Americans are becoming more anti-racist, which is a good thing. But this change is being driven by just one segment of the population—white liberal Democrats.
Public opinion polls show white liberals are more militantly anti-racist than black voters and also Hispanic voters on a whole range of topics.
The difference of opinion between white liberals and white conservatives is greater than the average difference of opinion between whites and blacks.
I gave additional examples in a previous post. Here’s another.
Matthew Yglesias called what’s going on a Great Awokening—comparable to the abolitionist fervor in the Great Awakening prior to the Civil War. He didn’t have a good explanation as to why it’s happening now, except that use of social media makes the whole world aware of incidents such as the Trayvon Martin killing, which might have been ignored in an earlier era.

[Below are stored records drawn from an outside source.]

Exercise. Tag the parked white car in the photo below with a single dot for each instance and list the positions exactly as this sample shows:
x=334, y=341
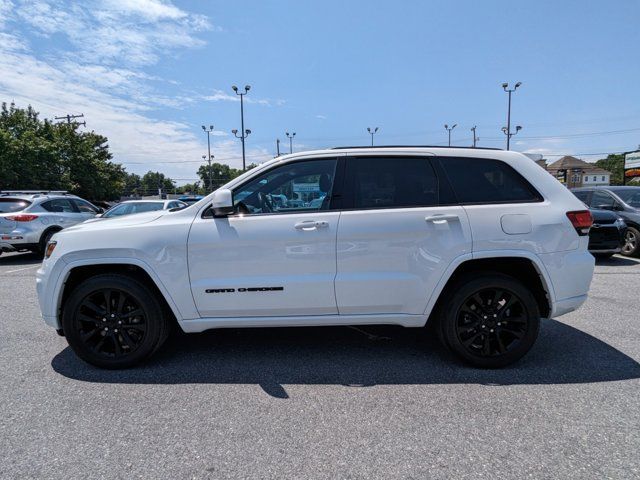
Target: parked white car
x=29, y=219
x=130, y=207
x=481, y=243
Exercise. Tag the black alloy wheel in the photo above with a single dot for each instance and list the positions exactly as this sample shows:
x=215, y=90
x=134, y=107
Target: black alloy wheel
x=490, y=320
x=111, y=322
x=114, y=321
x=631, y=242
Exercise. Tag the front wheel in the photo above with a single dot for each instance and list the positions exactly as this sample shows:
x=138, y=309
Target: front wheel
x=631, y=247
x=114, y=321
x=489, y=320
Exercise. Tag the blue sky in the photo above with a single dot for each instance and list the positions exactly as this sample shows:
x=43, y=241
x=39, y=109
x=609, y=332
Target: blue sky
x=148, y=73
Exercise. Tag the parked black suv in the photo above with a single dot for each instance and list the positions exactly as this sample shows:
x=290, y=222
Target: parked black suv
x=624, y=201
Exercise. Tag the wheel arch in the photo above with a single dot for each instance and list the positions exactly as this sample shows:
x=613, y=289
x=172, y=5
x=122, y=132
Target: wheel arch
x=523, y=268
x=80, y=271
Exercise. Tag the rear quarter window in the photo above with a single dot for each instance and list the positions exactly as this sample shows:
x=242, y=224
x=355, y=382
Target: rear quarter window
x=482, y=180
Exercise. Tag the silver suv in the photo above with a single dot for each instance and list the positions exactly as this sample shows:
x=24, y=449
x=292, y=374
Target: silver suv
x=28, y=219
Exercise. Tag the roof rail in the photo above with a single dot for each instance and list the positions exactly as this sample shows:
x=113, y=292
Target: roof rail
x=33, y=192
x=414, y=146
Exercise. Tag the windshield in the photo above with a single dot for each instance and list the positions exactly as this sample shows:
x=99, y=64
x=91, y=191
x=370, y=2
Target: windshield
x=131, y=208
x=10, y=205
x=630, y=196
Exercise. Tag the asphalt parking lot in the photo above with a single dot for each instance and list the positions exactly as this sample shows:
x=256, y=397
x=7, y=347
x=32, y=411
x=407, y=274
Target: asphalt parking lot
x=325, y=403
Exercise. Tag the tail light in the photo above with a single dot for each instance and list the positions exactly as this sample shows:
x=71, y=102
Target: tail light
x=25, y=217
x=581, y=221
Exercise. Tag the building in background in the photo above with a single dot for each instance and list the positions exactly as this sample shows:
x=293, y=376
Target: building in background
x=573, y=173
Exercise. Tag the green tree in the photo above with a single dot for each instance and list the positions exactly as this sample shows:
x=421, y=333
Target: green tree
x=221, y=173
x=152, y=181
x=615, y=164
x=40, y=155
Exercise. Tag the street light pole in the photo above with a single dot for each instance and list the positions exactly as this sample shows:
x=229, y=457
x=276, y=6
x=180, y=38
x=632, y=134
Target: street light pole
x=243, y=133
x=449, y=130
x=372, y=132
x=290, y=137
x=507, y=129
x=475, y=139
x=208, y=131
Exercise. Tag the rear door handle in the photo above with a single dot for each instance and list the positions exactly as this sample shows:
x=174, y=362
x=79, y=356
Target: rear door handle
x=311, y=225
x=441, y=218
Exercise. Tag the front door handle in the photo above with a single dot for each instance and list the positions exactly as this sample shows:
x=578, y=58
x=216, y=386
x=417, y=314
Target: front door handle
x=441, y=218
x=311, y=225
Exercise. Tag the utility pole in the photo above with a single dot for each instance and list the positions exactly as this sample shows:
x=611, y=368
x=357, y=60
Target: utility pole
x=372, y=132
x=243, y=133
x=290, y=137
x=449, y=130
x=507, y=130
x=70, y=117
x=475, y=139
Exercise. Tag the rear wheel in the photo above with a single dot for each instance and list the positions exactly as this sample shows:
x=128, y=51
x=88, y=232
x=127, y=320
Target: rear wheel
x=114, y=321
x=489, y=320
x=631, y=247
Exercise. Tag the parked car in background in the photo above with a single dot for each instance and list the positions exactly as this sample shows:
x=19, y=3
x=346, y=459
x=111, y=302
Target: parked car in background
x=479, y=243
x=190, y=199
x=29, y=219
x=624, y=201
x=131, y=207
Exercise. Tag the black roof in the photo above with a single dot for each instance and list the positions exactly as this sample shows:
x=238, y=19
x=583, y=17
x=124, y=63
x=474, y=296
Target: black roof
x=413, y=146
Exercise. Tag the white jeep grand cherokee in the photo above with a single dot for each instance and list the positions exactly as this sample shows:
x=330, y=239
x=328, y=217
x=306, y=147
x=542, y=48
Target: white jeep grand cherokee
x=480, y=243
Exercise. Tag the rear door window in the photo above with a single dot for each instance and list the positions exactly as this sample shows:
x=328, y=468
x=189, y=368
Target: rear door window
x=11, y=205
x=602, y=199
x=391, y=182
x=486, y=181
x=59, y=205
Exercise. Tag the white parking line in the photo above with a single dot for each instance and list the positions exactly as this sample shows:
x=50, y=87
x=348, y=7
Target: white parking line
x=21, y=269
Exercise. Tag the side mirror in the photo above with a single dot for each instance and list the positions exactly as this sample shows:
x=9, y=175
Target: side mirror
x=222, y=203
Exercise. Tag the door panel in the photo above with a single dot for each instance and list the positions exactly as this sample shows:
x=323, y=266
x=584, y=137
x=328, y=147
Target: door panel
x=396, y=241
x=389, y=261
x=284, y=269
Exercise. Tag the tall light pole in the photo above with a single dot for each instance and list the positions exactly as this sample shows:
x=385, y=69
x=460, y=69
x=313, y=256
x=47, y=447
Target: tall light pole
x=290, y=137
x=372, y=132
x=243, y=133
x=475, y=139
x=507, y=129
x=449, y=130
x=211, y=157
x=208, y=132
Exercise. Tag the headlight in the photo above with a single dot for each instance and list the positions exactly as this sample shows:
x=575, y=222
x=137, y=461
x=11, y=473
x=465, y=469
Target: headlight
x=51, y=246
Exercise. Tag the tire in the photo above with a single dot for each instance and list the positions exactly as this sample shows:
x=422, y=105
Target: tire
x=44, y=239
x=114, y=321
x=631, y=247
x=481, y=334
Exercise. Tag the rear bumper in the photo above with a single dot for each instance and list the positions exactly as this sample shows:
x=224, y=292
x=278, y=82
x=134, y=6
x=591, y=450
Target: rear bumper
x=570, y=274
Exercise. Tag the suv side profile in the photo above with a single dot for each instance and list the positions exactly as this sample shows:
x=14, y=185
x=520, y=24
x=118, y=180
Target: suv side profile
x=623, y=200
x=29, y=219
x=478, y=243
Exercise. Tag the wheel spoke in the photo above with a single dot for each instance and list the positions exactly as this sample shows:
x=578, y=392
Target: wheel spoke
x=93, y=307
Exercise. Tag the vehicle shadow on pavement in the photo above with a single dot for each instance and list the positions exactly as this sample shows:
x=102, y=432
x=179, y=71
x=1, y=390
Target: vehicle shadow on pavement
x=355, y=357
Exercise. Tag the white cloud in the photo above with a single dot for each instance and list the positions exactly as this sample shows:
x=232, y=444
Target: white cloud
x=110, y=43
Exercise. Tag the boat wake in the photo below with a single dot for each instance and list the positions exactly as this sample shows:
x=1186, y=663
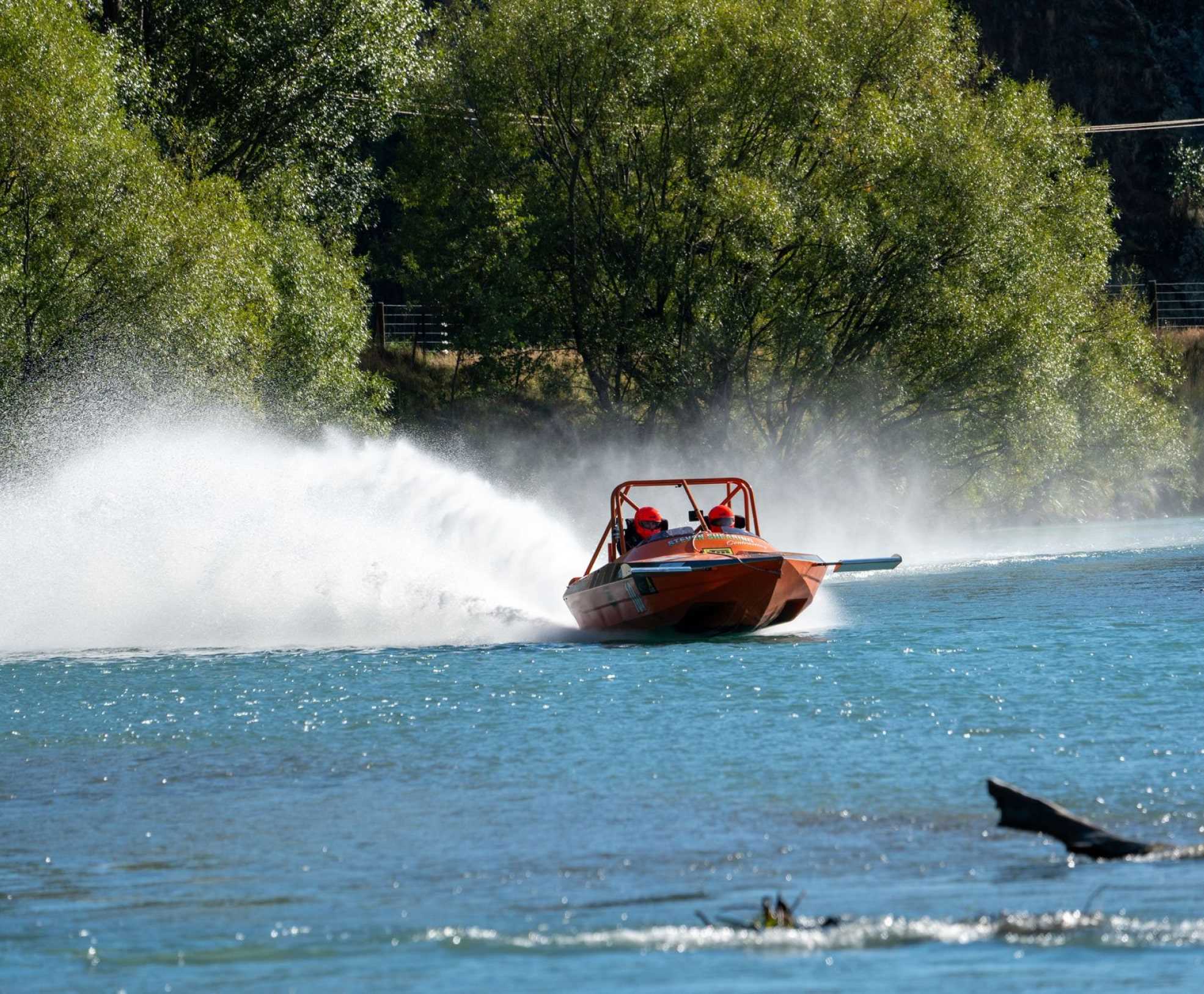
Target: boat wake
x=1057, y=928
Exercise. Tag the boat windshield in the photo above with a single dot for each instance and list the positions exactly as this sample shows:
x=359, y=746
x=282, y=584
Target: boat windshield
x=670, y=533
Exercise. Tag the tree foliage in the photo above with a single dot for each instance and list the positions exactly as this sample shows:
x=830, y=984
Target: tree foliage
x=110, y=253
x=814, y=222
x=243, y=89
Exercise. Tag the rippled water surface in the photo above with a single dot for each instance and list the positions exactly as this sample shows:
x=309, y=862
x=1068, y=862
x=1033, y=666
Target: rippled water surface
x=552, y=815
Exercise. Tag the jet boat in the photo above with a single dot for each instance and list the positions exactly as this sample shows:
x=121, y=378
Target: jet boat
x=703, y=579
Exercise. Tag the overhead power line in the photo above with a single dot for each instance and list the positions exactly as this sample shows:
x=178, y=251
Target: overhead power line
x=1145, y=125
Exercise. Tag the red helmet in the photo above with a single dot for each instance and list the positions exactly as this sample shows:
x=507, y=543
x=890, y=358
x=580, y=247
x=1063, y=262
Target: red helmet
x=648, y=522
x=722, y=517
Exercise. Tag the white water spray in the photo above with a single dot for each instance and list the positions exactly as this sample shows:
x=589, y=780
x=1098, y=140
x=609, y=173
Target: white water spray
x=226, y=537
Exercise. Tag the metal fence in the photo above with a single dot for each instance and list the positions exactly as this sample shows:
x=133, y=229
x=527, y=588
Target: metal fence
x=1172, y=305
x=412, y=324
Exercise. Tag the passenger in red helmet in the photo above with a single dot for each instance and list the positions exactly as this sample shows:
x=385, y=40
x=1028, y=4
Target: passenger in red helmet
x=722, y=517
x=647, y=524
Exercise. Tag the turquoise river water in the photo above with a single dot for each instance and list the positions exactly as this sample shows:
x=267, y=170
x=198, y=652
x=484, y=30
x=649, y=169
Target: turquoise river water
x=548, y=814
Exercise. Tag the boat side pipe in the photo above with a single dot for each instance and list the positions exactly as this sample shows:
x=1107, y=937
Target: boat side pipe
x=862, y=566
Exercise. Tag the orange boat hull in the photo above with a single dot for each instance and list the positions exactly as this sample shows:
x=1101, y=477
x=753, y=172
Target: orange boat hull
x=705, y=591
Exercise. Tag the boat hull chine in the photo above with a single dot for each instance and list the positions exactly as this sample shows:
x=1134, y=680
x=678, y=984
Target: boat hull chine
x=695, y=596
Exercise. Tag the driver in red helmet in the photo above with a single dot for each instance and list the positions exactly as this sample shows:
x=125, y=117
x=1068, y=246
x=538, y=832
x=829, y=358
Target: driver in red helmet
x=722, y=517
x=647, y=524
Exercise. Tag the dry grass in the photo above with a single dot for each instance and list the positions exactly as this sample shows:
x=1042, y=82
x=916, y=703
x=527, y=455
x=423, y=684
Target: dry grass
x=1185, y=337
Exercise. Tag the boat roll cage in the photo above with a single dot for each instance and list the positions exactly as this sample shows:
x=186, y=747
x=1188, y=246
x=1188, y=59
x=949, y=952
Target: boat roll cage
x=733, y=488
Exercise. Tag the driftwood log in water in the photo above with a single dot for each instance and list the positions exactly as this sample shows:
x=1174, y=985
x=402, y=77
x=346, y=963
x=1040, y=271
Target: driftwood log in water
x=1082, y=838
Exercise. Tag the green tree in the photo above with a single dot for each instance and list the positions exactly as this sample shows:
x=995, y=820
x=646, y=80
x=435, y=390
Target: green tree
x=112, y=257
x=242, y=89
x=823, y=222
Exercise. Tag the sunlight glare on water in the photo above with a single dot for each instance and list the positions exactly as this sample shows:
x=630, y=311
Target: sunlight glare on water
x=460, y=797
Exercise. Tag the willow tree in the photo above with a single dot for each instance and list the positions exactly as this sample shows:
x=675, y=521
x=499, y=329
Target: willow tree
x=114, y=258
x=820, y=222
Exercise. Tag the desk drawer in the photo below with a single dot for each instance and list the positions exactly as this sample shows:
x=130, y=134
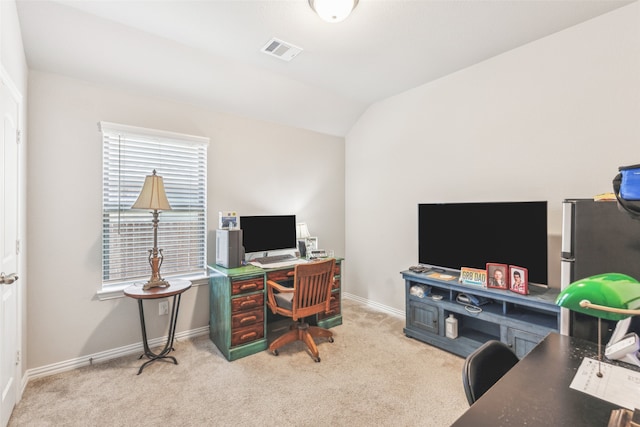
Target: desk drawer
x=247, y=318
x=334, y=307
x=248, y=334
x=248, y=285
x=247, y=303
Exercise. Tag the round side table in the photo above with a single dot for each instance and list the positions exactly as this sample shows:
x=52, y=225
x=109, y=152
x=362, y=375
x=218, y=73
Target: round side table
x=176, y=288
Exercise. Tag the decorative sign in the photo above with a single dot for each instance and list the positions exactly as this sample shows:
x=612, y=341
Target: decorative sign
x=473, y=276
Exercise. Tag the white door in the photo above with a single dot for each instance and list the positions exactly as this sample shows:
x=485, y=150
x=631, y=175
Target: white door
x=8, y=252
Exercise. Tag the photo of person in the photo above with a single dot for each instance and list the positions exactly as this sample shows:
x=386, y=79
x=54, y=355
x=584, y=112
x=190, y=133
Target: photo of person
x=518, y=277
x=497, y=276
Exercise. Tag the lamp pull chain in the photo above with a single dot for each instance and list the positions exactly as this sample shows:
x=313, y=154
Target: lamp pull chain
x=599, y=374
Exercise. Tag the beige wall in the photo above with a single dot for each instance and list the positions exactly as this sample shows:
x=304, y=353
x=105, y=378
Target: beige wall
x=254, y=167
x=550, y=120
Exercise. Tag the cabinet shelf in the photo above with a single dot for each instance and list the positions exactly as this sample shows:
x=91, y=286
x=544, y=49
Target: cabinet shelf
x=520, y=321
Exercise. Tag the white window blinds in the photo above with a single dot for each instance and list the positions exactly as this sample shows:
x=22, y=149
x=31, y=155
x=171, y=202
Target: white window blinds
x=129, y=154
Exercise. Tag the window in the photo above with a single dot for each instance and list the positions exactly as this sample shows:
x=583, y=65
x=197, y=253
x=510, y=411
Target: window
x=129, y=155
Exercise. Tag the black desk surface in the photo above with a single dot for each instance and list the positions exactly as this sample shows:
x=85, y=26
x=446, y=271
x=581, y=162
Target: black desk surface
x=536, y=391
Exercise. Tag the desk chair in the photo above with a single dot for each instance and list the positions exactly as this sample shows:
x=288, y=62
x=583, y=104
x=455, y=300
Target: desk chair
x=484, y=367
x=310, y=295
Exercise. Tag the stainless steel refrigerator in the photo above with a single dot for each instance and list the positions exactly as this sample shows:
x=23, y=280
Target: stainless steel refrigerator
x=596, y=238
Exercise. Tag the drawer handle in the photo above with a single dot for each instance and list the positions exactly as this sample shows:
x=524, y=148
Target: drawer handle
x=249, y=302
x=249, y=335
x=248, y=319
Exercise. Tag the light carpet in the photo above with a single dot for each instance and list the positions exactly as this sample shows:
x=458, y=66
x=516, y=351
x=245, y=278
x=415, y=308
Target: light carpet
x=371, y=375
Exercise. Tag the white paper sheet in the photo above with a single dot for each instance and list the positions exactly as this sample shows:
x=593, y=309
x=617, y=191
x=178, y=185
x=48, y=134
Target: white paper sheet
x=618, y=385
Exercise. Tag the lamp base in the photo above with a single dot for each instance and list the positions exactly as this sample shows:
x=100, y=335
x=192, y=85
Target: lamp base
x=156, y=284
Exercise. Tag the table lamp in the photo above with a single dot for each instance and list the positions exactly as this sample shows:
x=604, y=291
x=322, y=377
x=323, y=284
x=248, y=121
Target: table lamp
x=154, y=197
x=611, y=296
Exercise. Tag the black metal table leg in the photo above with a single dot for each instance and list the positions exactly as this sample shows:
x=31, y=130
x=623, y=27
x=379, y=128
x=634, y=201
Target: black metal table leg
x=172, y=331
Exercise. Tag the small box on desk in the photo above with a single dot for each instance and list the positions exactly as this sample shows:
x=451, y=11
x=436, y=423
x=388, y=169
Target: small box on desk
x=229, y=249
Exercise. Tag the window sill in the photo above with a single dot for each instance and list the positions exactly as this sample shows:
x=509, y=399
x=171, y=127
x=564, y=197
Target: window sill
x=117, y=291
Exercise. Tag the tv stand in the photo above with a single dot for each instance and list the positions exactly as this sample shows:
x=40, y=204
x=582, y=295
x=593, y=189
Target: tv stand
x=520, y=321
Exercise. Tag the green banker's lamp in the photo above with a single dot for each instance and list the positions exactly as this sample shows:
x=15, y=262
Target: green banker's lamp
x=611, y=296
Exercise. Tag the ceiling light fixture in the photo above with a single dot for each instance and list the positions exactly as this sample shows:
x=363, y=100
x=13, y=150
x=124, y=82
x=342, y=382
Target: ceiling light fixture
x=333, y=10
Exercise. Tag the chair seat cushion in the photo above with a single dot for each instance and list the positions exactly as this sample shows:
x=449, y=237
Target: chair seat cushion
x=284, y=300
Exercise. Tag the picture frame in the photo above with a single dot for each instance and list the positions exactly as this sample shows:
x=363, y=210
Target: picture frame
x=497, y=275
x=519, y=280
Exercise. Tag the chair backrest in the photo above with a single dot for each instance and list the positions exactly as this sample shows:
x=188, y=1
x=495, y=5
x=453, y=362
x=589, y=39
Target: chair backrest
x=484, y=367
x=312, y=288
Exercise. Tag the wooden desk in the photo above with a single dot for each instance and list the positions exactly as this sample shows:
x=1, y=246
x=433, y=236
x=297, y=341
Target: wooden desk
x=176, y=288
x=238, y=319
x=536, y=391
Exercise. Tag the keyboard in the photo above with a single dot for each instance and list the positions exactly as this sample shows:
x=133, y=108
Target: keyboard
x=273, y=259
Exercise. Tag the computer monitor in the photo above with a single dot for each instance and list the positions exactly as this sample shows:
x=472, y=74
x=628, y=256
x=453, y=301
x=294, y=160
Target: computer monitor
x=265, y=233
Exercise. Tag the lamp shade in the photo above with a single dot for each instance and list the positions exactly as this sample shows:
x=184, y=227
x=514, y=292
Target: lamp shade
x=333, y=10
x=596, y=294
x=152, y=195
x=302, y=231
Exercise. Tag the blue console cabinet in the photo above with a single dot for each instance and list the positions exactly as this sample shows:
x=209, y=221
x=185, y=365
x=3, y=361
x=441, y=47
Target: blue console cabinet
x=520, y=321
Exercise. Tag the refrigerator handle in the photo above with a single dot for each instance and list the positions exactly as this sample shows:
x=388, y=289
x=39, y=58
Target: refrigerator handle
x=568, y=209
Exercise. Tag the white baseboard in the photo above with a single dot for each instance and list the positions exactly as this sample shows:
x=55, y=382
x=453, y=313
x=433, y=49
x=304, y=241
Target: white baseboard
x=380, y=307
x=103, y=356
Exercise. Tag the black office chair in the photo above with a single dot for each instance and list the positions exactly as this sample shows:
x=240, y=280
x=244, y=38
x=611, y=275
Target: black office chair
x=484, y=367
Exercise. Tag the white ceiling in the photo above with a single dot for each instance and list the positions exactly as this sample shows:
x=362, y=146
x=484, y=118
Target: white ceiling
x=208, y=52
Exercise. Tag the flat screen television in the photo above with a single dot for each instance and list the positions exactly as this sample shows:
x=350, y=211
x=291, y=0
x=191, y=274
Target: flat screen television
x=455, y=235
x=265, y=233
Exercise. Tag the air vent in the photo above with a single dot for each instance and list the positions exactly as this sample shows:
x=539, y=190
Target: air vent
x=282, y=50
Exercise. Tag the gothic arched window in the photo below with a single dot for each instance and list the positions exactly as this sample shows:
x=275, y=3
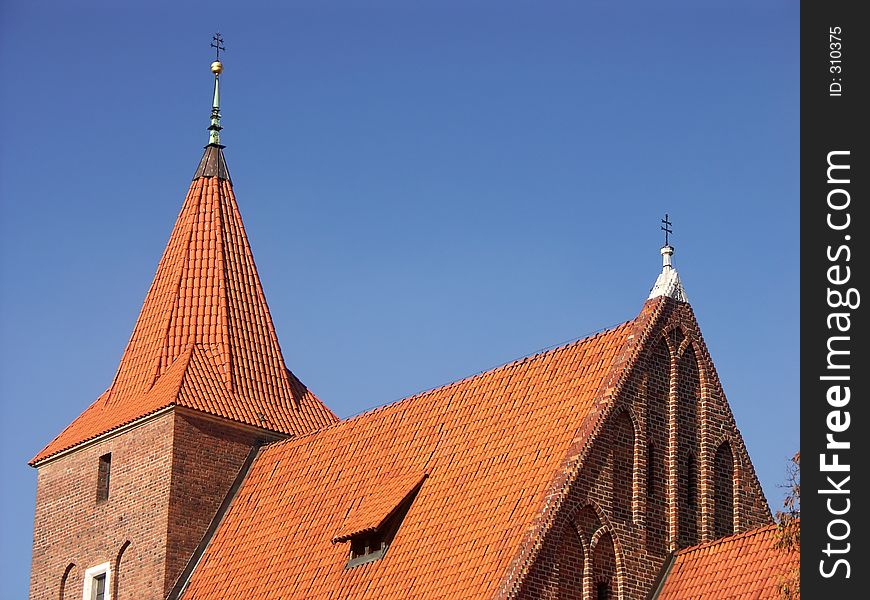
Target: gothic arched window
x=723, y=491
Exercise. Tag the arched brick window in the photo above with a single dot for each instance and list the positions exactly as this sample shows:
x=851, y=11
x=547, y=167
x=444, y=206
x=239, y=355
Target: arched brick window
x=658, y=386
x=623, y=466
x=688, y=396
x=604, y=568
x=70, y=585
x=116, y=579
x=723, y=491
x=570, y=565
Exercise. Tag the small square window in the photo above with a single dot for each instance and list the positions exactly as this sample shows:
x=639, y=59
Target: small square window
x=97, y=582
x=104, y=472
x=98, y=587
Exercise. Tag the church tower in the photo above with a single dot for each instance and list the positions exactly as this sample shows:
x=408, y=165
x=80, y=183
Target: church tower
x=130, y=488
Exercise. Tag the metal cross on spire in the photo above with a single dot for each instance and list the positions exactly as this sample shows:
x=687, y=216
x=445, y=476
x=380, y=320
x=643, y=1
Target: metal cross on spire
x=666, y=227
x=218, y=45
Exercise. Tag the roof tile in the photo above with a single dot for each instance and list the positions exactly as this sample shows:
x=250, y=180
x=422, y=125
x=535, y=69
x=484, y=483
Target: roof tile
x=490, y=445
x=205, y=310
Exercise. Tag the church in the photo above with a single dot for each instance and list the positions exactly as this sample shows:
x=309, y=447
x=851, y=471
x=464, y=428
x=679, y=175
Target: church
x=610, y=467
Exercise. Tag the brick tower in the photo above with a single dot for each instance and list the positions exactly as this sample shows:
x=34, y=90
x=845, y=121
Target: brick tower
x=129, y=489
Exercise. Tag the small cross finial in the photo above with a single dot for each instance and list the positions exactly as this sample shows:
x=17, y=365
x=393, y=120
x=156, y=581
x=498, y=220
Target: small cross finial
x=218, y=45
x=666, y=227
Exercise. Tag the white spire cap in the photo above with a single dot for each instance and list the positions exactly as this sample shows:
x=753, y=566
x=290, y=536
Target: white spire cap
x=668, y=282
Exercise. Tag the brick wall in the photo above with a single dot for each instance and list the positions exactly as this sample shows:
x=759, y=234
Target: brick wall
x=168, y=477
x=72, y=528
x=671, y=401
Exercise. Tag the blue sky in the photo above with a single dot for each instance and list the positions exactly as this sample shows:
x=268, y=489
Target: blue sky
x=430, y=190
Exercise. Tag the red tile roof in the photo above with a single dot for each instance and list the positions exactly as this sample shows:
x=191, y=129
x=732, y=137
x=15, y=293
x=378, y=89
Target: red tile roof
x=204, y=338
x=490, y=445
x=747, y=565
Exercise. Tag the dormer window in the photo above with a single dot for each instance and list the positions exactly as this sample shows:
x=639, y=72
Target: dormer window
x=104, y=471
x=372, y=522
x=366, y=547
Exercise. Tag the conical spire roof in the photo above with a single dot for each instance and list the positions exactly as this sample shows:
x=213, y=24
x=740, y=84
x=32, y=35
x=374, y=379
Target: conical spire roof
x=204, y=338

The New England Yankee abolitionists fought bravely against the evil of slavery, but many of them had a blind spot, and some of today’s white liberals have the same blind spot. The campaign for justice for the black slave in the distant South often went along with contempt for the Irish immigrants and other white working people in their midst. They—not every single one of them, of course—had a strong sense of social superiority based not on race, but on education and social class.
I encounter similar attitudes when I was growing up in the 1940s in rural Maryland. Many educated white people back then would say things like, the Negroes were all right, it was the white trash you had to look out for. Well-brought-up boys were taught that using the now-taboo words for black people was the same as swearing, cursing, using bad grammar, smoking cigarettes in the school lavatory or telling dirty joke. It was something that marked you as a lower-class roughneck.
Don’t get me wrong. The abolition of slavery was more important than getting rid of “No Irish Need Apply” signs. My elders were right to teach me that the N-word is taboo. Today’s white liberals are right to combat racist ideology and racial prejudice. But they should think about how much they want to redefine racism upward.